There are no superlatives to describe just how important this competition is to Brazilians. In the history of the World Cup, no country has had as many consecutive appearances as qualifier/competitor as has Brazil, with 22. The next closest streak is Germany, with 18, followed by South American arch rival Argentina and its 13. Also, Brazil has won the World Cup more than any other nation—five times (1958, 1962, 1970, 1994, 2002), followed by Germany’s four (1954, 1974, 1990 and 2014). Several others, including Argentina, have won it twice.
So, the question is begged? Will the World Cup have an impact on travel from Brazil? We believe that, should Brazil advance as far as the semi-final round of competition, it could keep people at home for the month or so of actual activity. Those who celebrate after everything is over probably will hold off for a couple of weeks or so. This would drive the travel into the new calendar year.
3. This is a presidential election year. In good times and not-so-good times, national elections that are open and transparent seem to keep a population’s attention fixed on the matter. Travel abroad is a less-than-commanding priority as people want to be close to the action. For Brazil, the situation is no different—probably even more so since this election year came to be, it resulted in what is already a fierce campaign between the Liberal Party’s Jair Bolsonaro, the incumbent president (since 2019) Liberal Party and former president (January 1, 2003 to January 1, 2011) Luis Inácio Lula da Silva for the Workers Party.
The latter was actually jailed for the better part of a year-and-a-half on a corruption charge. A court ruling annulled Lula, as he is called, who has basically come out of retirement (he is 76 years old) to challenge Bolsonaro.

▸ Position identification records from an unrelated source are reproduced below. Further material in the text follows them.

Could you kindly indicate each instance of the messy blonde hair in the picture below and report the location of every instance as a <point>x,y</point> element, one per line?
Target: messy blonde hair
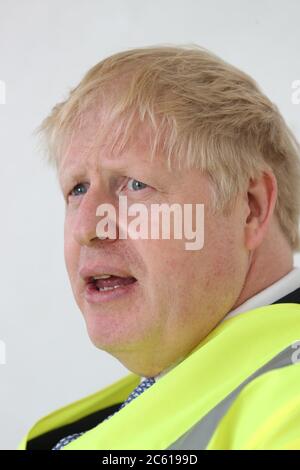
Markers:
<point>202,113</point>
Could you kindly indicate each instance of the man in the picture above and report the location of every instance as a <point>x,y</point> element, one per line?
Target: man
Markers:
<point>213,333</point>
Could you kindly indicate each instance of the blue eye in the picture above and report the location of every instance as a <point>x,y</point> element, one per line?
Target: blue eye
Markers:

A Genial/Quaest poll earlier this month said Lula has a 17-percentage-point lead. The election takes place on Oct. 2.
A note: Lula is credited with helping to increase the size of Brazil’s middle class though programs such as one that gave cash transfers that would help recipients take self-improvement steps in their life. A larger middle class also meant that more people could travel—even if it was domestic travel and was likely made possible through a year of monthly payments.
So, we ask: will this have any impact on international travel. Not really. As we studied this issue, we realize that the system that defines the Brazilian economic structure is one that is tied to social classification. There are several different concepts of social classes in Brazil, but that which is most widely followed or adopted by the market classifies society in letters from A to E. This definition is based, overall, on the household’s gross monthly income.
4. Those who work the international travel market and Brazil, in particular, know the system well. This is why one tourism industry professional told me seven years ago at an industry function that their then-new strategic move was to target the two percent of Brazilians who are able to act on their travel plans regardless of the economic currents that affect most of the country’s population. He was obviously referring to the A’s. So, even if there are winds of change, there are still about 4.3 million A’s who are ready to travel … no matter what.